Je traîne
depuis plus d'un an une idée de scénario que je n'ai pas eu le courage
d'évoquer, sûrement parce que le cinéma n'est pas mon domaine et parce que
cette dernière année a été difficile. Et puis le succès à venir de "120BPM"
m'a chamboulé et je me dis qu'il n'y a pas de raison de ne pas envoyer une
autre bouteille à la mer. Alors voilà, mon idée est qu'il est temps qu'un film
à grand public fasse avancer le sujet de la vieillesse LGBT, celle de notre fin
de vie, pour les personnes séropositives ou non.
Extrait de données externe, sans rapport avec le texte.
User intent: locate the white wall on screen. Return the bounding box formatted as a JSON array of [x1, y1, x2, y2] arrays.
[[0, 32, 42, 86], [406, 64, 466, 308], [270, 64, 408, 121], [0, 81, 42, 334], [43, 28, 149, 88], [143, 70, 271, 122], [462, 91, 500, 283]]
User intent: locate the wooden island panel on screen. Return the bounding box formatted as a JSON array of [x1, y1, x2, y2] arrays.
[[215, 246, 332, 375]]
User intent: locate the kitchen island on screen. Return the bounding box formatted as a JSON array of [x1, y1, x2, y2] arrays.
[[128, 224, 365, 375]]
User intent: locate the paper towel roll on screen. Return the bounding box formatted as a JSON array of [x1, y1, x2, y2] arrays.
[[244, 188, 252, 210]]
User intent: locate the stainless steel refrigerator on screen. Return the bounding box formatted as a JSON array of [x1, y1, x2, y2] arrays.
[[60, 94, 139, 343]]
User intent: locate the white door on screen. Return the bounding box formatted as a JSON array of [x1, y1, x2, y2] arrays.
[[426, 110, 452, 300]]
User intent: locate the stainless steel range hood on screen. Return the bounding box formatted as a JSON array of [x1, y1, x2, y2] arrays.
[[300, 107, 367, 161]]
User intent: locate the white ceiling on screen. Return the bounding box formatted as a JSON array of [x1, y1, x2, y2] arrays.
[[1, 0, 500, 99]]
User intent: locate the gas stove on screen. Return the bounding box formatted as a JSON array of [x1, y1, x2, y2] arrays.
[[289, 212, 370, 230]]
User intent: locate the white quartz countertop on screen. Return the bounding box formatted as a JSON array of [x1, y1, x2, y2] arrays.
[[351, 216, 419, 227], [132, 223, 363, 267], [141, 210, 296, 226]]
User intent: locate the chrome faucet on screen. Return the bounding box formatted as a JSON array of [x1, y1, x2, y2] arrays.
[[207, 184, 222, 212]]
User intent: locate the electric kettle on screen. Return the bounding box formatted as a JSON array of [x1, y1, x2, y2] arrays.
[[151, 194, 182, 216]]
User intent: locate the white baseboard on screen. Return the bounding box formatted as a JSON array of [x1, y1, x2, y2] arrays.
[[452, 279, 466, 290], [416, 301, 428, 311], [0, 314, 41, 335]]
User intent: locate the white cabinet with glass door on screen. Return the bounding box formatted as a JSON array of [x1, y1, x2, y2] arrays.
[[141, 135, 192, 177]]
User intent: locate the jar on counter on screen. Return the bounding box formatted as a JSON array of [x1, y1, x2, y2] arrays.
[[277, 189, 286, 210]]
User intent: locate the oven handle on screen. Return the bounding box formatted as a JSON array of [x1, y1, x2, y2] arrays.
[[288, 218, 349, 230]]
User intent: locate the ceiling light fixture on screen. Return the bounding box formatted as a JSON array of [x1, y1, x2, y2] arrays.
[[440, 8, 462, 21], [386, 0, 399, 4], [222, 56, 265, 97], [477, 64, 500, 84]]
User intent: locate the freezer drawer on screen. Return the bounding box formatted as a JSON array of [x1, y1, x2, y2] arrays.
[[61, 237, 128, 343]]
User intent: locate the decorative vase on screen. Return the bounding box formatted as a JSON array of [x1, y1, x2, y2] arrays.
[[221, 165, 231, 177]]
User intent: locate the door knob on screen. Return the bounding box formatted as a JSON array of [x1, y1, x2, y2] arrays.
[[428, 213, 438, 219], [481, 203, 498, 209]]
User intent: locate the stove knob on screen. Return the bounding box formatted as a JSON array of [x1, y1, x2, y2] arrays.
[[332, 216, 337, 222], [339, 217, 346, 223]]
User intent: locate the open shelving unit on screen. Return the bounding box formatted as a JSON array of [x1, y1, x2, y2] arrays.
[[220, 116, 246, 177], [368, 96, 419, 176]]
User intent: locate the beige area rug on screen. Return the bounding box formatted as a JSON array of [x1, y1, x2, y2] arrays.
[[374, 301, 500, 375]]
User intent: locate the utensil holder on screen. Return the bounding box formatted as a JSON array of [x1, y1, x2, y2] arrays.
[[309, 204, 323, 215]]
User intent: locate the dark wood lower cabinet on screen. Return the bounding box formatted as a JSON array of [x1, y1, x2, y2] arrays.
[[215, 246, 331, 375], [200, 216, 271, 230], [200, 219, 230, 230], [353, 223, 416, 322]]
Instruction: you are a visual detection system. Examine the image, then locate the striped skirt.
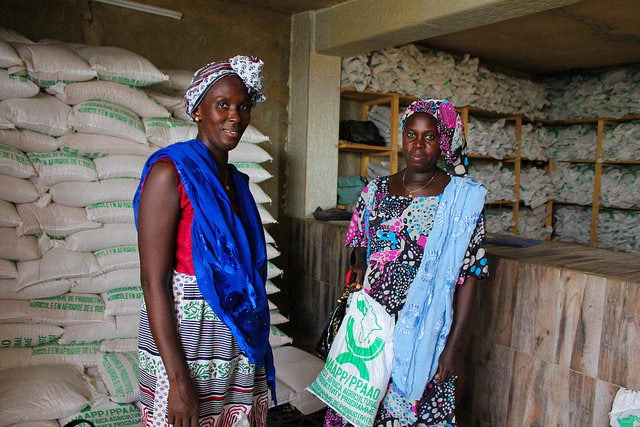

Il s'agit d'imaginer toutes
les variantes de structures qui pourraient nous offrir un toit afin de passer
les dernières années de nos vies.
Historiquement,
même si je n'ai jamais aimé les films type "Gazon Maudit" ou
"Pédale Douce", ces gros succès populaires ont servi de jalon
culturel et leurs histoires une entériné un progrès politique, c'est souvent
ainsi que l'évolution des mœurs s'impose auprès du plus grand nombre. Cela fait
longtemps que je pense que notre pays n'anticipe pas l'arrivée des LGBT à la
retraite et je suis convaincu que cela peut être aussi une source de créations
d'emplois et de services. On me demande souvent pourquoi il y aurait une
spécificité gay dans les structures d'accueil. Ces dernières ne sont pas
adaptées à la vie qu'ont mené les baby boomers de notre communauté, leur combat
pour la liberté, leur passé de constructeurs. L'universalisme français écarte
toutes les initiatives étrangères où les maisons de retraite LGBT-friendly se
multiplient et parfois existent depuis des années tout en montrant une
expérimentation pilote pleine de connaissances, exactement comme le sida a
inventé et disséminé des procédures sur la fin de vie et l'accompagnement du
malade. Pour plus d'arguments, il suffit de lire tout ce que publie Francis
Carrier sur la page Facebook de l'association GreyPride.
L'idée de
ce film, c'est de faire un blockbuster et de renverser la méfiance que nous
inspire ces films avec des acteurs français connus qui nous énervent car ils
tournent autour des sujets LGBT sans avoir le courage de se lancer. Avec ce
film, enfin, ils feraient leur coming-out et il se ferait simplement pendant
les interviews de promotion, du genre "Ben oui quoi! Ca se voyait
pas?". Et croyez-moi, ces acteurs et actrices sont nombreux dans le cinéma
français où la majorité se cache encore dans une prétendue bisexualité. C'est
la base de la légitimité du projet. Pour ces stars du cinéma français, ce film
serait une sortie honorable à des années de silence ou de mensonge et la
récompense serait un succès salué non seulement par la critique mais aussi par
l'underground militant. Le but est de faire une comédie digne de "La cage
aux folles", mais version 2017, c'est-à-dire avec toute la connaissance
apportée par les personnes trans par exemple. L'histoire raconterait la vie
d'une petite maison de campagne ou de banlieue ou une poignée d'hommes et de
femmes vivraient ensemble. Pour régler tout de suite la question financière,
disons que cette maison appartiendrait à un membre de cette commune, quelqu'un
qui aurait les moyens d'inviter ses ami(e)s et d'adapter sa maison aux besoins
thérapeutiques. Cette personne (homme ou femme) pourrait être médecin et aurait
choisi d'investir l'argent économisé pendant toute une vie dans une structure
innovante, mais simple. Ce n'est pas une maison de riches, c'est juste un geste
de grande générosité, comme un ami millionnaire des années 90 qui m'avait dit
:"Didier, ne t'inquiète pas pour tes vieux jours, je m'en occuperai".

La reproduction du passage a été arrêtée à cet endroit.